I had been mulling a post about foreshadowing -- letting the reader know what's coming. It is often a rather clumsy way to heighten the tension in a story .... "John enjoyed his dinner, not knowing that disaster was waiting...."

Ho, hum.

But for some stories, the ending is known already -- familiar tales such as that of King Arthur and Guenevere. We read new novels on these themes partly to see how a new writer will interpret the old story, much as Shakespeare buffs compare different interpretations by various actors and directors.

And recently I listened to the audiobook version of "Brokeback Mountain". Thanks to its Oscar victory, I doubt there's any who doesn't have at least an inkling of the plot.

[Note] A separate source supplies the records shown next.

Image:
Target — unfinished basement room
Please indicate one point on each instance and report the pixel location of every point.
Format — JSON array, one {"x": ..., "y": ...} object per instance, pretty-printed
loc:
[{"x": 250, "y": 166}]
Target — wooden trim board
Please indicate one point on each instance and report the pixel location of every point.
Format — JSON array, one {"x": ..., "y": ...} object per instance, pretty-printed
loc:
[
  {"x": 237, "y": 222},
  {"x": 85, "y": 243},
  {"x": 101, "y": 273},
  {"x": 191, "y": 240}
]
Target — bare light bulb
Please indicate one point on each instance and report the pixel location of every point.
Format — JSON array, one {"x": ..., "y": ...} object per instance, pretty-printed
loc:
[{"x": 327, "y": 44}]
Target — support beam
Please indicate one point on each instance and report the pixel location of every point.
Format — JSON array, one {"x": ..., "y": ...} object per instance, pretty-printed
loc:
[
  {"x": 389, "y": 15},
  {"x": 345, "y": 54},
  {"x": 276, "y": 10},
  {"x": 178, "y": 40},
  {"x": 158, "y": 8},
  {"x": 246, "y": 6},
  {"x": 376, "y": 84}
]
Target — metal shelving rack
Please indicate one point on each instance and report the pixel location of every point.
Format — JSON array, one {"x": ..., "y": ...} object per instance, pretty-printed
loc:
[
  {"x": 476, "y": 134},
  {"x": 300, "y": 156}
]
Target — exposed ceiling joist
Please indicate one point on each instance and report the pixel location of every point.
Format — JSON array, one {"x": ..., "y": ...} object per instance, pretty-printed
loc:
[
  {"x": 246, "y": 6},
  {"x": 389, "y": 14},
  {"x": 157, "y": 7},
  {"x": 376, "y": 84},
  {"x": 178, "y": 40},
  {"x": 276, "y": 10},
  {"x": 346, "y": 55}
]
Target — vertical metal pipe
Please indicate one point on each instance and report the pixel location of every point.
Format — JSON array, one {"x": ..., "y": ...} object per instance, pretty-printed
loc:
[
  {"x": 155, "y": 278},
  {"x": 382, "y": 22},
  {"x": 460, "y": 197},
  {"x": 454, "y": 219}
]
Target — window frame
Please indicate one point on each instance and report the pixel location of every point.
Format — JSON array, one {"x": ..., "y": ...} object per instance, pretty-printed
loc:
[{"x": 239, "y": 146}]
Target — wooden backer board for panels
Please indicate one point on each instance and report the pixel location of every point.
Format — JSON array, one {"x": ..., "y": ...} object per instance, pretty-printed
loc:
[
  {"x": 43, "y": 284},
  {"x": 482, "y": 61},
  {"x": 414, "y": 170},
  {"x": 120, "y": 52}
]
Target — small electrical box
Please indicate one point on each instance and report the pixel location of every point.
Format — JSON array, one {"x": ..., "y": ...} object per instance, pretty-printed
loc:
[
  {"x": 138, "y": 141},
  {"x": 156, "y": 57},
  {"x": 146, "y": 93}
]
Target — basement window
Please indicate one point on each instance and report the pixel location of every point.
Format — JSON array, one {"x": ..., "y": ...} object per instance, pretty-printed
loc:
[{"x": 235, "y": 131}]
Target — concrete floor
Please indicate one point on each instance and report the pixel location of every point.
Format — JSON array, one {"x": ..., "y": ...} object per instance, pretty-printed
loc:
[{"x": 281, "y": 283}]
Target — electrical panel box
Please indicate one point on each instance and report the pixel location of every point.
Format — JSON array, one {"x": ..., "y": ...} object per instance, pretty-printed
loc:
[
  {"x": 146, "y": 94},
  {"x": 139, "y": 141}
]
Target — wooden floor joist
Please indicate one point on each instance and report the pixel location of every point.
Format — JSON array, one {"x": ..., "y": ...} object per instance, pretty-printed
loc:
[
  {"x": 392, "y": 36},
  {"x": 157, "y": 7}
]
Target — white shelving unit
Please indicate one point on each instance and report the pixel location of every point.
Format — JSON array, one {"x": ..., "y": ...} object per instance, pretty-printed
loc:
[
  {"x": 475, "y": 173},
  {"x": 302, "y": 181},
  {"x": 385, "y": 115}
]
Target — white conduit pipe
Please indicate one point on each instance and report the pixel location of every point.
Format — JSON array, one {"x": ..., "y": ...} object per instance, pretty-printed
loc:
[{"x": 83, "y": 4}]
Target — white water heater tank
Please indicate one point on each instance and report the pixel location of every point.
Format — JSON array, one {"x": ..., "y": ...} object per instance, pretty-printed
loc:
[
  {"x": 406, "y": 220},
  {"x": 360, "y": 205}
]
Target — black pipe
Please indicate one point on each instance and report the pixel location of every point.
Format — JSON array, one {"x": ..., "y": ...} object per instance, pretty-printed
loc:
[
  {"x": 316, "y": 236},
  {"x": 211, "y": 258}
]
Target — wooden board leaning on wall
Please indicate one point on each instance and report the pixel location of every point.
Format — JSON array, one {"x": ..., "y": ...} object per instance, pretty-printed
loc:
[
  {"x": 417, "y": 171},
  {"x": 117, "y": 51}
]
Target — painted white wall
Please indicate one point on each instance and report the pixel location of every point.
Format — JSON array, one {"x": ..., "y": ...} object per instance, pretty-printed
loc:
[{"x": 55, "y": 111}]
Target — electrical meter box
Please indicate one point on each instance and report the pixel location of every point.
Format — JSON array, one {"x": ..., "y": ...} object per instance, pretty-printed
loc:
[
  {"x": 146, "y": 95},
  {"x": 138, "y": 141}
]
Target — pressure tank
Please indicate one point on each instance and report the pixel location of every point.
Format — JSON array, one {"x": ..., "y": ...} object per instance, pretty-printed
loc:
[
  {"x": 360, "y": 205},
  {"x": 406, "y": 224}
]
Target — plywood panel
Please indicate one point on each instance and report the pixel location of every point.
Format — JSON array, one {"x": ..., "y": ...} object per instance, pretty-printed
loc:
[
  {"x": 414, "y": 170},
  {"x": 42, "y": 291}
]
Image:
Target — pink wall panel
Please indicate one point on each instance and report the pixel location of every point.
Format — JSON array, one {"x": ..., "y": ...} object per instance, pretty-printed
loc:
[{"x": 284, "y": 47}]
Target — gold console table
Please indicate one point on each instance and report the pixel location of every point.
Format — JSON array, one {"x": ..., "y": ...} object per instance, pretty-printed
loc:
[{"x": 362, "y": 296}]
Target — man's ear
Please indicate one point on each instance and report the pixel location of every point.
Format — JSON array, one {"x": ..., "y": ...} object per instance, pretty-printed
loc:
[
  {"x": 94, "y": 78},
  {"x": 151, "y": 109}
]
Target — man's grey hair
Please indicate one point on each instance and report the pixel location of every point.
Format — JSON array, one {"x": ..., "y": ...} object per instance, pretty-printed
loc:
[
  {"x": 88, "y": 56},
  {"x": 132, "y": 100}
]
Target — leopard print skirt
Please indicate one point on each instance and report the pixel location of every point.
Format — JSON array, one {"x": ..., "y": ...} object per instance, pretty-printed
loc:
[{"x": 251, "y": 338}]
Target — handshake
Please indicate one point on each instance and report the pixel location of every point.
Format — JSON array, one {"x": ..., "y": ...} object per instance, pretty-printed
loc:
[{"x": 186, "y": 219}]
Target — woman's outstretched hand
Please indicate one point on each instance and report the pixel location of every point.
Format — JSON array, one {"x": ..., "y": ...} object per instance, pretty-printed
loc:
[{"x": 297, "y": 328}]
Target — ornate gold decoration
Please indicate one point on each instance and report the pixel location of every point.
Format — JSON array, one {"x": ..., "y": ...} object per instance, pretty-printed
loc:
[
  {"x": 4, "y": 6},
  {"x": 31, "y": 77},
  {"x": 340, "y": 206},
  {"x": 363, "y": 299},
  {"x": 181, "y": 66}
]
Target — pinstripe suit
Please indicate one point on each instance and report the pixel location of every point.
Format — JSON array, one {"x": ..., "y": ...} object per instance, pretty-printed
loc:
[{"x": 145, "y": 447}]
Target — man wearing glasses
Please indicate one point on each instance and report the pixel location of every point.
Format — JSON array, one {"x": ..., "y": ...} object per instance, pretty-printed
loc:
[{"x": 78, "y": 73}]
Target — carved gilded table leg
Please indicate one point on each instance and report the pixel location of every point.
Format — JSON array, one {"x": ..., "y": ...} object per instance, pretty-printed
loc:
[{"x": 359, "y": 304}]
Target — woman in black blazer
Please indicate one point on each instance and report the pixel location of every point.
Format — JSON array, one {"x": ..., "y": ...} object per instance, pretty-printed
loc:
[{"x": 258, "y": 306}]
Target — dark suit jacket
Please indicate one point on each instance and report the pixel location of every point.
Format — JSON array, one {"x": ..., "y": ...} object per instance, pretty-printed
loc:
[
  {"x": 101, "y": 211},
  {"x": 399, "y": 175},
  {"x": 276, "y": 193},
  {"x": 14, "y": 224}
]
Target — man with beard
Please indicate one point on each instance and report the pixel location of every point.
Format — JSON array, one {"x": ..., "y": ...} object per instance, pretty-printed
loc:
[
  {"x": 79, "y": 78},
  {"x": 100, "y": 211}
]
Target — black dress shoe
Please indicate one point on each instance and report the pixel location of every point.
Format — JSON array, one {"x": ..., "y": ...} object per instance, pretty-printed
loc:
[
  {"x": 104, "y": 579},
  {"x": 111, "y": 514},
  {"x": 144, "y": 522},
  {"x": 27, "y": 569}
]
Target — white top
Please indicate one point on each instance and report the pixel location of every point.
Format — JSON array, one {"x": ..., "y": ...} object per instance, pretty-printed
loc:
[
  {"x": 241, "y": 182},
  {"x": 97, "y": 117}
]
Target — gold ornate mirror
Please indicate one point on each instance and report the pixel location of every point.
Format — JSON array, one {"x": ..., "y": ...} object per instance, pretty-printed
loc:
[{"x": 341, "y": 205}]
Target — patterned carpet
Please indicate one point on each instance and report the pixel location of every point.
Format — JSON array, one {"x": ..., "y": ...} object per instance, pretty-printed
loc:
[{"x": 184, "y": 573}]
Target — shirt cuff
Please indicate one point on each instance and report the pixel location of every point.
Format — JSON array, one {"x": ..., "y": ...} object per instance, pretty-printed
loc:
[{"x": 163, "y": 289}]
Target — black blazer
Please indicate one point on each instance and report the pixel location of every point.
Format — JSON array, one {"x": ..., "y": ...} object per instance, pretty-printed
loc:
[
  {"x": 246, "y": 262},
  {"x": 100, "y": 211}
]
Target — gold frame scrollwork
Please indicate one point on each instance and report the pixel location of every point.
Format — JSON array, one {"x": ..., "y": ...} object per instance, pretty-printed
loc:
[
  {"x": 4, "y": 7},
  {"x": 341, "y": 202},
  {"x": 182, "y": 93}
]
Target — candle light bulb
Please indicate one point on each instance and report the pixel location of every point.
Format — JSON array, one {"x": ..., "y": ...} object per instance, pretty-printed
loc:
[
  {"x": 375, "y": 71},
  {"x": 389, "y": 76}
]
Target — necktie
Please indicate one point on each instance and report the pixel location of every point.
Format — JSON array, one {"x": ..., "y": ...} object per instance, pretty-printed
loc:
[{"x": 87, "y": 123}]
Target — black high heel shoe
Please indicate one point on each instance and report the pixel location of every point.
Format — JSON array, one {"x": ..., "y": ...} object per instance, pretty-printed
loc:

But I was quite struck by the way the author begins with a skillful foreshadowing of the doom awaiting the characters. By the time the first paragraph is over, we know the story will be about the friendship between two men -- maybe even more than friendship. Since the tale might be unpleasant to some, they can shut the book, turn off the audiotape, right then, and avoid anything they might consider offensive. (And others may stop reading right after Ennis pees in the kitchen sink.) But for the rest of her readers, it simply sets the tone: this story is epic, and parts of it will be sad. Against this backdrop, the rest of the story, with its recounting of brief times spent in country high and beautiful, is highlighted and enlarged. Wow!